今年の1月17日、 はじめて「ひとさじの会」の活動に参加しました。
参加のきっかけは、すでに当会で活動されている福田亮雄さんからの紹介でした。
今年の初め、彼と酒を飲んだ時のことでした。たまたま、彼から「月に2回、この浅草近辺の路上生活者ににぎりめしをつくって配っているんです。」との話がでて、当会の活動などについて詳しく教えてくれたのです。
私はただただ、「とても立派だな。」と思いながら話を聞いていたのですが、彼はことさら自分をひけらかすわけでもなく、淡々と「だれでもできますよ。」というものですから、ならば自分でもできるかなと思い、つい、「自分もやってみたい。」といってしまった(?)のです。
この時、彼は、「別に無理しなくてもいいんですよ。ただ、気が向いたら・・・。」という感じで笑いながら答えてくれました。
実をいうと、私はかつて、鎌倉時代の叡尊、忍性というお坊さんたちが実践した社会的弱者への救済活動にたいへん興味を持ち、私の属している宗派の研究機関でそのことについて研究していた時期がありました。

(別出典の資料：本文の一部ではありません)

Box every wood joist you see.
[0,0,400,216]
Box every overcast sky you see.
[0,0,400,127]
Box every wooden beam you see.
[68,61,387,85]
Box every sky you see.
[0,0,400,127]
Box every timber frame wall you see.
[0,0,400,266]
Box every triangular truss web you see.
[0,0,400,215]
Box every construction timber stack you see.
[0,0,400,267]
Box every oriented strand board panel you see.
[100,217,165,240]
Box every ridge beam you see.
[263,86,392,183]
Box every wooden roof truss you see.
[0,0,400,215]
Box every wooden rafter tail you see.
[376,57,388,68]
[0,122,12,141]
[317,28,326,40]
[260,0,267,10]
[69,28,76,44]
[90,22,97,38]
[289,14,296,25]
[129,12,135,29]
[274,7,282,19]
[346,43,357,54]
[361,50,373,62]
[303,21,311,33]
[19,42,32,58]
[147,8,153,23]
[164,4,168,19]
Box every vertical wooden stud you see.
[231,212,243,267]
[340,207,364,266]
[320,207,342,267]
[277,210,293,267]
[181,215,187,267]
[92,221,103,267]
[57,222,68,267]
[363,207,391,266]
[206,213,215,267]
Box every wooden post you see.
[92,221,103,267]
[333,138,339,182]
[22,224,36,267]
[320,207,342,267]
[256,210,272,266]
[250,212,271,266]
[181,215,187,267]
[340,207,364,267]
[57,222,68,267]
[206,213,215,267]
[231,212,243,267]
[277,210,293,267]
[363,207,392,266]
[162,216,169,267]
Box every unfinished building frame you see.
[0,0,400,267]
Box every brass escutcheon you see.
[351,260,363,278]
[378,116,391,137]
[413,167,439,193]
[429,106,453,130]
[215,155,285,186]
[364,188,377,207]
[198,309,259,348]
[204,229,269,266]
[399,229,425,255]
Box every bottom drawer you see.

こんなこともあり、私の中に、仏教者、ひいては自分が社会的弱者の方々とどのように向き合い手を差しのべればよいのか、との思いを常に持ち続けていたのも事実です。
そこで、今回、せっかくこのようなお話を伺ったのだから、実際に路上生活者と向かい合って、自分がどのように感じ、どのように行動するのかを確認してみたいと思い、当会の活動に参加したというのが本心です。
さて、当日は、おにぎりづくりから参加しましたが、まず、活動しているメンバーの皆さんが、とても快活で気さくで明るいことに驚きました。
とても自然体なのです(そもそもこういった活動は、肩に力を入れて「社会的弱者」を助けて上げなければ、などとおこがましい意識で行うものではないのだと今になって何となくわかってきました)。
本堂での法要の後、午後8時に出発です。私は福田さんと同じ班で、いろは会商店街から浅草に向かうルートです。
早速、ダンボールや毛布にくるまれて休んでいる方々を確認すると、参加されているみなさんはごくごく普通に「おからだいかがですか。」、「薬はよろしいでしょうか。」などと声をかけ、おにぎりとカイロを渡しています。
ところが、私はというと、路上生活者の存在を確認しても、自らそばに近づこうとせず、第三者的に傍観しているばかりで、どうにか七このおにぎりを差し上げるのが関の山でした。
頭ではわかっていても体が動いてくれない。何とももどかしい状況のまま、気づいたら浅草駅前の集合場所に着いていました。
初めてこの活動に参加して、口では救済だの、手を差しのべるだのいっても現実の路上生活者を目の当たりにしてしまうと積極的に関わろうとしない自分を確認したのです(要するに、寺院の中という、いわばアジールにいて、あまり文句も言わない檀家さんを前に偉そうな話をして自己満足しているだけの僧侶でしかなかったということです)。
ただし、何も卑下していません。なぜなら、今も述べたとおり、本来の自分自身に向き合うことができたのではないかと思うから。
これからは、少しずつではありますが肩の力を抜いて自然体で行っていけるのでは・・・。